1- Türkiye’de iç göçlerin nedenleri!
a- Kırsal alanlardaki hızlı nüfus artışı. 
Miras yoluyla tarım alanlarının daralması, topraksız köylü oranının fazlalığı. 
b- Tarım alanlarının ve sulama imkânlarının yetersizliği. 
c- İklim ve yer şekillerinin olumsuz etkileri ile doğal afetler, deprem, sel, kuraklık ve erozyonlar.
ç- Tarımda makineleşmenin artması ve buna bağlı olarak tarımsal işgücüne ihtiyacın azalması. 
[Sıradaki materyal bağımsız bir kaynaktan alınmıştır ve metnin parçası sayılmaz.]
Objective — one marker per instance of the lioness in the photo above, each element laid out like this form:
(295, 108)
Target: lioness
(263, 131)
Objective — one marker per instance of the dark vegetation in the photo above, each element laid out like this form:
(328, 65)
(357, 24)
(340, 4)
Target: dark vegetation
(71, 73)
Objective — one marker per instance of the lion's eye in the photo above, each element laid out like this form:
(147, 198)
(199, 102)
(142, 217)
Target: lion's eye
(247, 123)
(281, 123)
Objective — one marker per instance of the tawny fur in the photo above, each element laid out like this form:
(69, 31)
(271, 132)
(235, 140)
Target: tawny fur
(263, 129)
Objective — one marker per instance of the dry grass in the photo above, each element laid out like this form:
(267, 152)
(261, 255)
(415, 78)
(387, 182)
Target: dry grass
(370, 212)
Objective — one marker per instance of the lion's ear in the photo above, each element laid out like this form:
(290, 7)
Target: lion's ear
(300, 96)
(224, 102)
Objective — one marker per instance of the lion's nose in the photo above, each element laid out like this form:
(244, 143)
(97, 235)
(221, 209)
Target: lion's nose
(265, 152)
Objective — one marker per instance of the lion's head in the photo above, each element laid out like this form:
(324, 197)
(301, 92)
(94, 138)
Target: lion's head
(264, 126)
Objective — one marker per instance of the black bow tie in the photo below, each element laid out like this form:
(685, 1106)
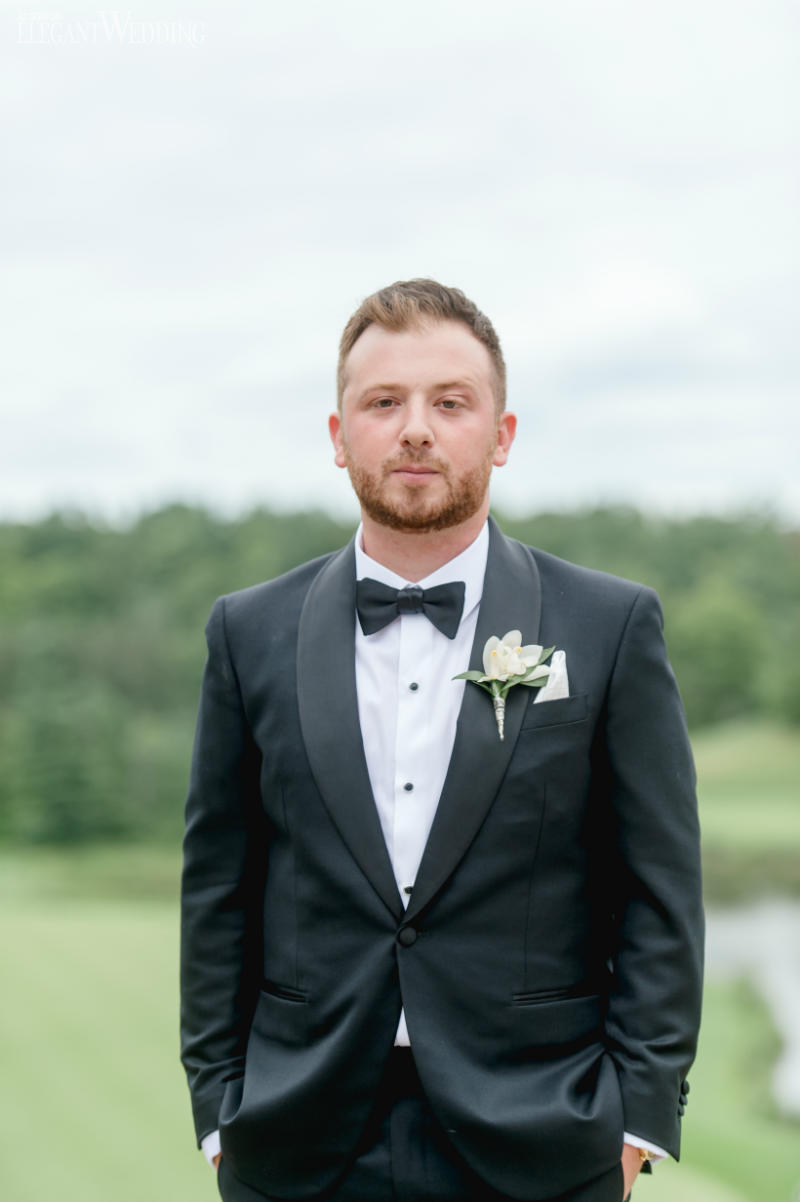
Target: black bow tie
(378, 605)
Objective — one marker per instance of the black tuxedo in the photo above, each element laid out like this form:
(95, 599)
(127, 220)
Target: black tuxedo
(549, 958)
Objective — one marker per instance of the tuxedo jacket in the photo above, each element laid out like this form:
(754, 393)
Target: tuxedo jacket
(549, 959)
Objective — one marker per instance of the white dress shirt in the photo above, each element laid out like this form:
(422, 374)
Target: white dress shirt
(407, 708)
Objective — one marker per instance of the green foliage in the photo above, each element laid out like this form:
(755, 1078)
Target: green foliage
(101, 641)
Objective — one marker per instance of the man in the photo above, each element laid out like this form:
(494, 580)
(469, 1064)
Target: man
(419, 960)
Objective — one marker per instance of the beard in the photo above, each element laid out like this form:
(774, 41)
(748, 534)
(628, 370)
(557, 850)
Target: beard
(412, 512)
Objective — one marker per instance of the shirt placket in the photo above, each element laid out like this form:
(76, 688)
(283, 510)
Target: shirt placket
(411, 786)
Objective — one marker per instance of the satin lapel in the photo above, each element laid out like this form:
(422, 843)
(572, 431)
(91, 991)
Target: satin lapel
(511, 601)
(328, 704)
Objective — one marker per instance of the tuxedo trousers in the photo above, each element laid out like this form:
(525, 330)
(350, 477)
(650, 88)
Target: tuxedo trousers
(404, 1155)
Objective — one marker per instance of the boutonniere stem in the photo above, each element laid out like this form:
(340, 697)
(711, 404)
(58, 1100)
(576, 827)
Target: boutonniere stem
(506, 662)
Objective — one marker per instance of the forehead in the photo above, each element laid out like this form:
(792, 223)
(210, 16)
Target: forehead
(430, 353)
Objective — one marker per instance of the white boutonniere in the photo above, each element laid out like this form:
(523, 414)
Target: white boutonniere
(506, 662)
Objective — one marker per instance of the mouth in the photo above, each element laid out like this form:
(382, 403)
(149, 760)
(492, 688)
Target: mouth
(413, 470)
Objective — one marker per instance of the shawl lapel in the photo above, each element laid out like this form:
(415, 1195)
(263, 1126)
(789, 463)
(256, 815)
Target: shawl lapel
(512, 600)
(328, 706)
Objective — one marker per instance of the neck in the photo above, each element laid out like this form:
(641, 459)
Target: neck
(416, 554)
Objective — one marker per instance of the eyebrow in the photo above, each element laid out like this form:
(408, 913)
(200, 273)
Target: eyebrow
(437, 387)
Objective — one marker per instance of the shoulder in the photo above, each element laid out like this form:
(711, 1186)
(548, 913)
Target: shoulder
(574, 583)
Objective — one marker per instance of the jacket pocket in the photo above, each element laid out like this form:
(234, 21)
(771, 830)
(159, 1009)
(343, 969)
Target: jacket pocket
(282, 991)
(547, 1025)
(561, 712)
(281, 1017)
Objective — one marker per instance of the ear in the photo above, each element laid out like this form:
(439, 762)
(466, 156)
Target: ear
(334, 429)
(506, 432)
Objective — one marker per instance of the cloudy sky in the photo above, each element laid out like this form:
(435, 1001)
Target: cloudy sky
(195, 198)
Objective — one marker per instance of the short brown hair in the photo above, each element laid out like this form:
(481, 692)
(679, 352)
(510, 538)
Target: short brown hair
(410, 303)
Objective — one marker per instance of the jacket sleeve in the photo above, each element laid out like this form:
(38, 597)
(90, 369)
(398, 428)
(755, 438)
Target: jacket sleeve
(225, 852)
(655, 1003)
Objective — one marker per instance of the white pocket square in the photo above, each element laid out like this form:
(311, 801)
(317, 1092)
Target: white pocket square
(557, 682)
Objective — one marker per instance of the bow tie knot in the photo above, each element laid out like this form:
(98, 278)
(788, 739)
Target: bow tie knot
(378, 605)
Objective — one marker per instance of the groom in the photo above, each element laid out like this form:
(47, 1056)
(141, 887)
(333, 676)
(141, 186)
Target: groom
(422, 962)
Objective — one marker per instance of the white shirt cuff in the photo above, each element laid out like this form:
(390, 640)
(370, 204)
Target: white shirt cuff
(652, 1148)
(212, 1147)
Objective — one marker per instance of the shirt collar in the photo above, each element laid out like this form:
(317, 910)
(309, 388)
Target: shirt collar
(470, 566)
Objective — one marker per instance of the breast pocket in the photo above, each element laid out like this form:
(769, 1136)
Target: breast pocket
(562, 712)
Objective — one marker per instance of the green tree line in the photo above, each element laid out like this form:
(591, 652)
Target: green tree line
(101, 640)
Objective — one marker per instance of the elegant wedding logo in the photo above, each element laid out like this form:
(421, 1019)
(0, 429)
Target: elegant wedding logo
(108, 25)
(506, 662)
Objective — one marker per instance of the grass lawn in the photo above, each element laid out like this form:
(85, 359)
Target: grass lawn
(748, 783)
(95, 1106)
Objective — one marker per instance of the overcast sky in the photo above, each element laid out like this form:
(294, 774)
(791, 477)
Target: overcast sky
(195, 200)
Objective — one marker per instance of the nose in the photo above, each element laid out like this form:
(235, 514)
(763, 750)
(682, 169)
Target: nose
(417, 430)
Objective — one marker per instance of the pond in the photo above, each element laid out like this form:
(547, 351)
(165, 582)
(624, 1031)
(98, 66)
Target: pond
(762, 941)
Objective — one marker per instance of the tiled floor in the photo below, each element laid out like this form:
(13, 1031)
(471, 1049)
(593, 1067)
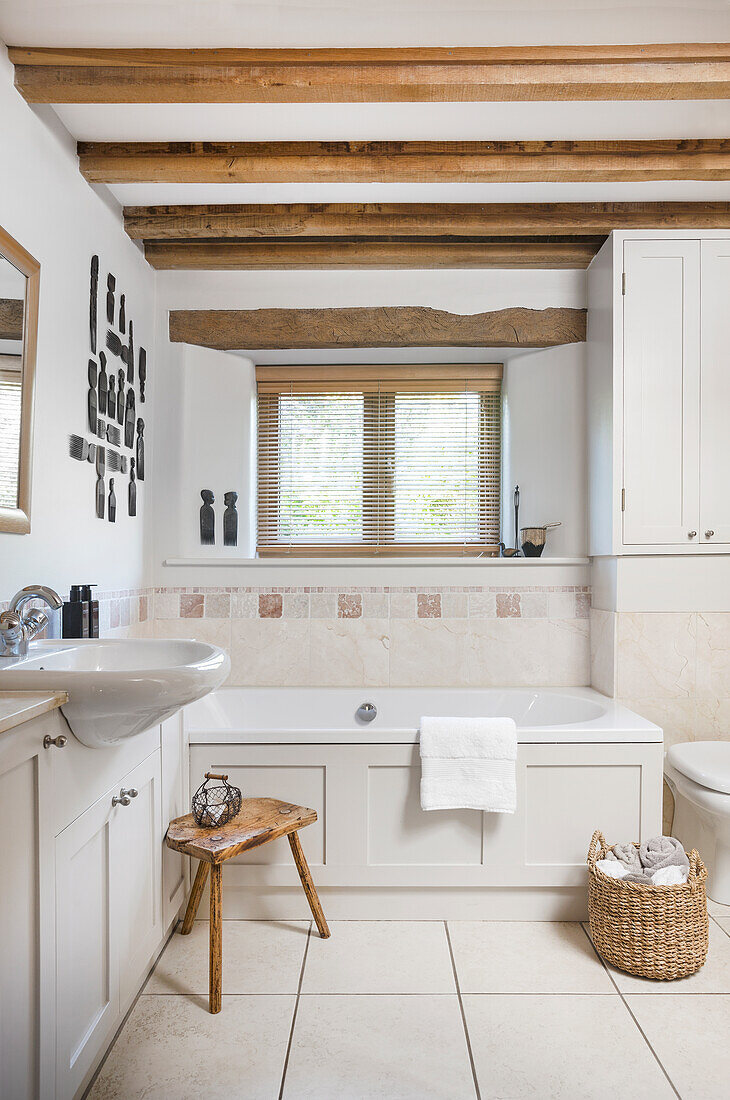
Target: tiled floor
(419, 1011)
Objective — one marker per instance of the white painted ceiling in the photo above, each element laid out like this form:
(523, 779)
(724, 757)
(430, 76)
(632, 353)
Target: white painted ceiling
(358, 22)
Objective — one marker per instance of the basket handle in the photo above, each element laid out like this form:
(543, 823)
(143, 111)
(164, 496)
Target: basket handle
(597, 843)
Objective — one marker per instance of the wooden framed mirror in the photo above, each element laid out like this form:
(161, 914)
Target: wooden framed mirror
(20, 277)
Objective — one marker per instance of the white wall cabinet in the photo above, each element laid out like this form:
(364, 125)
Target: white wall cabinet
(659, 394)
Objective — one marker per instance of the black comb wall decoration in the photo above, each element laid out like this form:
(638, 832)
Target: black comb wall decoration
(112, 398)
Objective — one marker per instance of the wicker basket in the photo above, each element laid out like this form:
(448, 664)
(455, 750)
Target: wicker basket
(655, 932)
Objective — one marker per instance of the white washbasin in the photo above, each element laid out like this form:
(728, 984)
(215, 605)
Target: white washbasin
(118, 688)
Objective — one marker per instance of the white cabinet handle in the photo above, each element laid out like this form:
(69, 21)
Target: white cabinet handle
(124, 798)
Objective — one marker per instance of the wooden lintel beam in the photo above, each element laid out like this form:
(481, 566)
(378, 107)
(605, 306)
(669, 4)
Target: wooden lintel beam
(416, 219)
(376, 327)
(11, 318)
(292, 254)
(675, 70)
(404, 162)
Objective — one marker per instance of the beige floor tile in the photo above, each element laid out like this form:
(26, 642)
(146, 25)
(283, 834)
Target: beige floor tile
(173, 1048)
(712, 978)
(380, 957)
(378, 1048)
(571, 1047)
(258, 957)
(690, 1037)
(526, 957)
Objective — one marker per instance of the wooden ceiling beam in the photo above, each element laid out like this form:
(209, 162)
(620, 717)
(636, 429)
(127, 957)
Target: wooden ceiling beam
(416, 219)
(404, 162)
(294, 254)
(675, 70)
(376, 327)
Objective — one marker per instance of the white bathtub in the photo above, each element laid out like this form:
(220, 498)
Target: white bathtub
(296, 715)
(584, 762)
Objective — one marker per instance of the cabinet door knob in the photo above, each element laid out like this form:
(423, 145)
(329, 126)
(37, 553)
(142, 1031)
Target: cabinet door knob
(58, 741)
(124, 798)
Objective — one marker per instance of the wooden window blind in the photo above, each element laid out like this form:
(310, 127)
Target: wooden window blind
(11, 392)
(379, 459)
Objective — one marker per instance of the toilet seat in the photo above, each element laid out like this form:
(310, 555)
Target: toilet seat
(705, 762)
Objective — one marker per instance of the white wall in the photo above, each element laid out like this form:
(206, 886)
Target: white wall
(52, 211)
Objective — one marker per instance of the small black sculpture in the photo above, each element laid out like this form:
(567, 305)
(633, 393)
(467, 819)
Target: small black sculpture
(111, 285)
(207, 518)
(140, 449)
(129, 419)
(230, 520)
(130, 356)
(120, 397)
(93, 294)
(103, 384)
(91, 397)
(142, 372)
(131, 493)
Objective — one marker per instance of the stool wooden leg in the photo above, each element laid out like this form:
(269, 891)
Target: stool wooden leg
(216, 964)
(306, 877)
(196, 894)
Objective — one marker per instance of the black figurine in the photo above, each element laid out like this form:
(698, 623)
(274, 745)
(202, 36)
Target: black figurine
(140, 449)
(207, 518)
(93, 295)
(131, 493)
(120, 397)
(130, 356)
(230, 520)
(129, 419)
(111, 284)
(91, 397)
(142, 372)
(103, 383)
d- Ekonomik istikrarsızlık ve sosyal problemler. 
e- Terör ve töre baskısı.
f- Kırsal alanlarda Eğitim ve sağlık hizmetlerinin yetersizliği. 
g- Kentlerde istihdam ve iş olanaklarının fazlalığı. 
ğ- Kentlerde eğitim ve sağlık gibi kamu hizmetlerinin yaygınlığı.
h- Akraba ve tanıdıkların daha önce göç etmiş olmasının teşviki.
ı- Ulaşım ve iletişim alanlarındaki gelişmeler.
i- Yüksek gelir beklentisiyle daha iyi sosyoekonomik düzeye yükselme arzusu. 
2- İç göçlerin sonuçları
a- Ülke genelinde nüfus dağılımı dengesizleşir, kent nüfuslarında aşırı artışlar görülür.
b- Yatırım dengesi bozulur.
Kentler düzensiz ve çarpık genişler.
c- Sanayi tesisleri kent içinde kalır ve çevreyi kirletir.
ç- Kentlerde konut sıkıntısı çekilir.
d- Kentlerde işsizlik oranı artar ve nitelikliler daha düşük ücretlerle çalışmak zorunda kalırlar.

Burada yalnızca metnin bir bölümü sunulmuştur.